Posterior dislocation of the hip injury more often. By dislocation of the hip towards the rear give a sharp bend or rotate the hip inward. In this case, the femoral head out of the acetabulum and breaks the back of the hip capsule. Posterior dislocations depending on the position of head of a sprained are the iliac and ischial.

The patient complains of pain in the hip. Position the injured leg depends on the type of dislocation. When the rear leg sprains patient bent his knee turned inward. When the iliac posterior dislocation bending legs less pronounced in the sciatic - more.

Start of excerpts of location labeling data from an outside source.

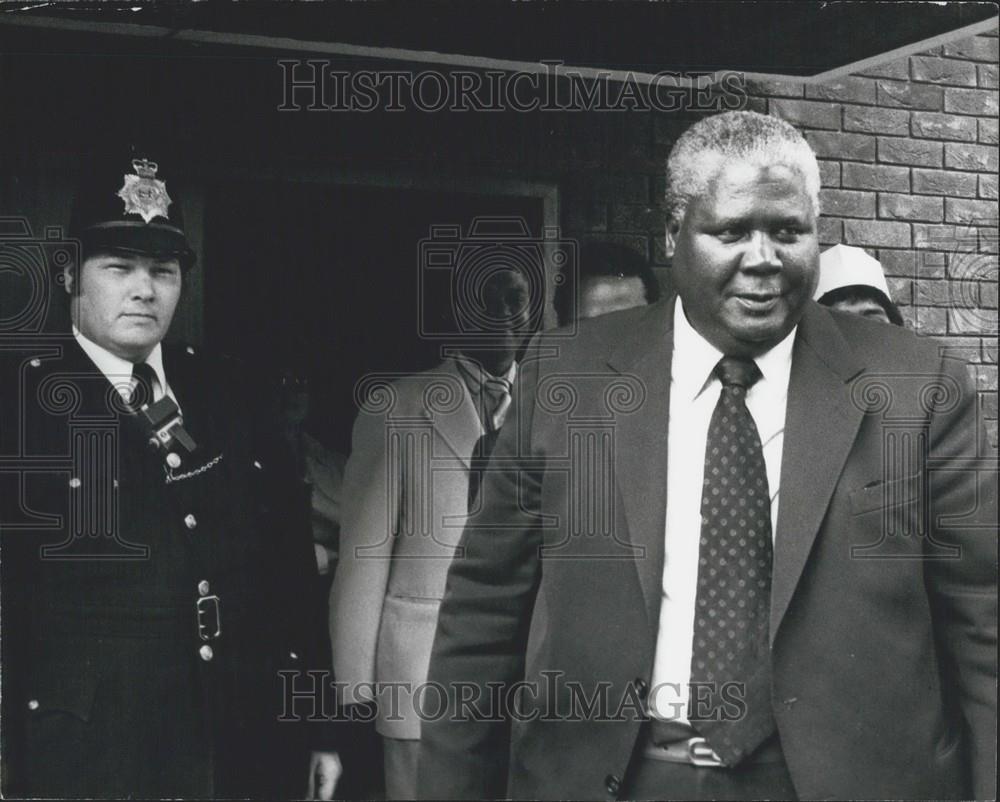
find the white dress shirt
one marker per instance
(694, 393)
(118, 371)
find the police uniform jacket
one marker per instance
(148, 609)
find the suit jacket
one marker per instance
(406, 490)
(883, 606)
(108, 689)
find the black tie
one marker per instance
(730, 700)
(143, 377)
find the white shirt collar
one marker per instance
(694, 358)
(118, 371)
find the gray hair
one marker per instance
(755, 138)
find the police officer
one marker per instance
(162, 541)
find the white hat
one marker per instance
(845, 266)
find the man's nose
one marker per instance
(761, 253)
(142, 285)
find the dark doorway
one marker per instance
(325, 282)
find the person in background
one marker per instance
(160, 542)
(852, 281)
(699, 573)
(419, 452)
(610, 277)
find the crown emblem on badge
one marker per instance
(144, 194)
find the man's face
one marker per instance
(745, 257)
(863, 306)
(506, 304)
(603, 294)
(125, 302)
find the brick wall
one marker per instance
(908, 153)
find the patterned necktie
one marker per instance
(143, 381)
(496, 402)
(730, 701)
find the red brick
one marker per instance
(868, 120)
(943, 237)
(988, 132)
(851, 89)
(910, 207)
(932, 293)
(773, 89)
(934, 125)
(987, 76)
(898, 69)
(971, 101)
(930, 264)
(847, 203)
(830, 231)
(970, 157)
(630, 217)
(942, 71)
(867, 176)
(806, 113)
(973, 321)
(900, 290)
(988, 187)
(895, 150)
(855, 147)
(930, 320)
(877, 233)
(942, 182)
(972, 212)
(829, 173)
(898, 263)
(910, 96)
(976, 48)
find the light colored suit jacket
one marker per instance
(405, 505)
(883, 619)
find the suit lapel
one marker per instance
(641, 447)
(461, 428)
(821, 423)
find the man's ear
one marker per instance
(673, 227)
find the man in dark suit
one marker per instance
(747, 543)
(156, 540)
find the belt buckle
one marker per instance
(701, 754)
(205, 629)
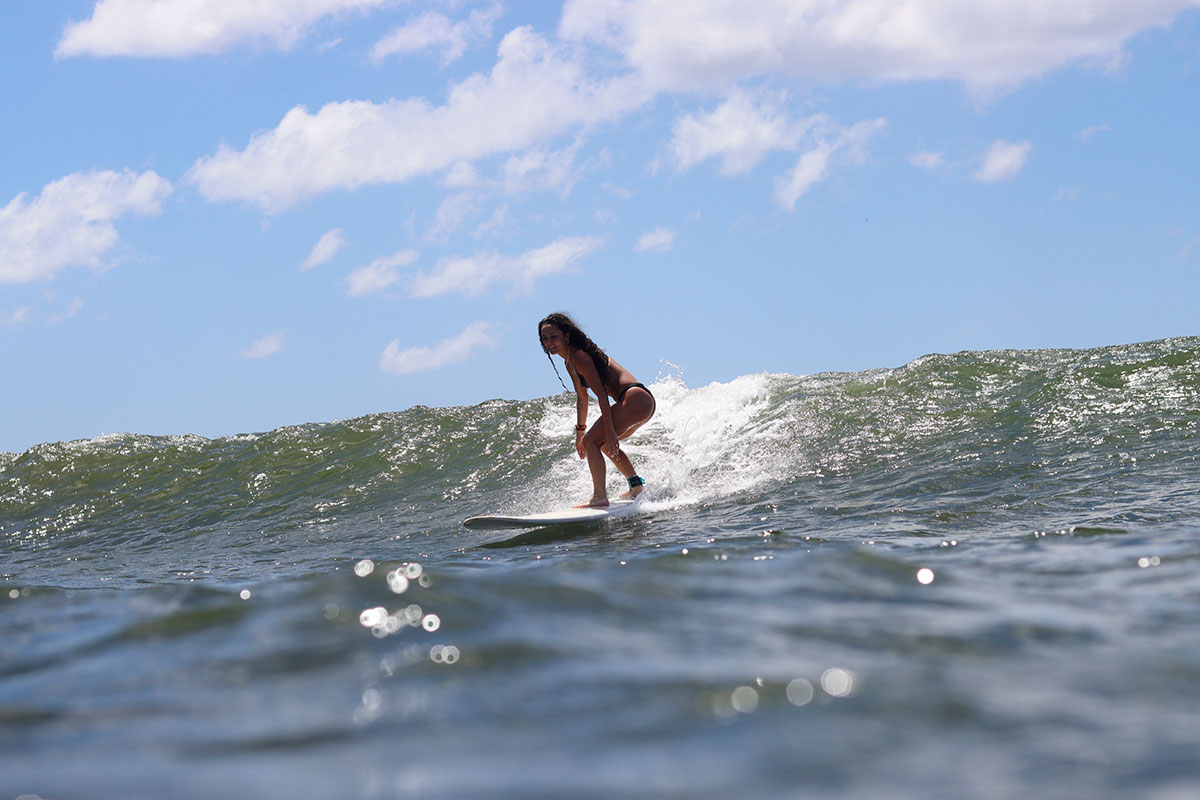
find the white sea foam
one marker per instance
(705, 443)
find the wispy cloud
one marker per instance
(265, 347)
(472, 275)
(72, 310)
(660, 240)
(814, 166)
(534, 91)
(71, 223)
(987, 44)
(186, 28)
(433, 31)
(325, 248)
(745, 127)
(1089, 132)
(379, 274)
(403, 361)
(1003, 161)
(16, 317)
(927, 160)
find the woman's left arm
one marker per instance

Anterior dislocation of the hip position characterized by the patient's leg, which turned out his knee, his leg bent at the knee and hip joints. Injured leg motion is impossible. If you try to forcibly turn the leg, there is springing resistance. Refine the diagnosis of X-ray examination. Dislocation of the hip can be combined with fractures of the acetabulum. As a first aid should be given pain medication and deliver in a hospital on a stretcher.

Treatment of hip dislocation. To reposition hip dislocation requires anesthesia, because hip is in a large array of muscles and good relaxation can be achieved only with full anesthesia. There are several ways to reposition the hip dislocation. Methods are used primarily Janelidze-Collin, Kocher-Kefera, Depre-Bigelow. After reduction of dislocation foot is placed on a special bus with skeletal traction for 3-4 weeks. Applied exercise therapy and physiotherapy. Very often, after reduction dislocation of the hip in a patient develops degenerative changes in joints - coxarthrosis.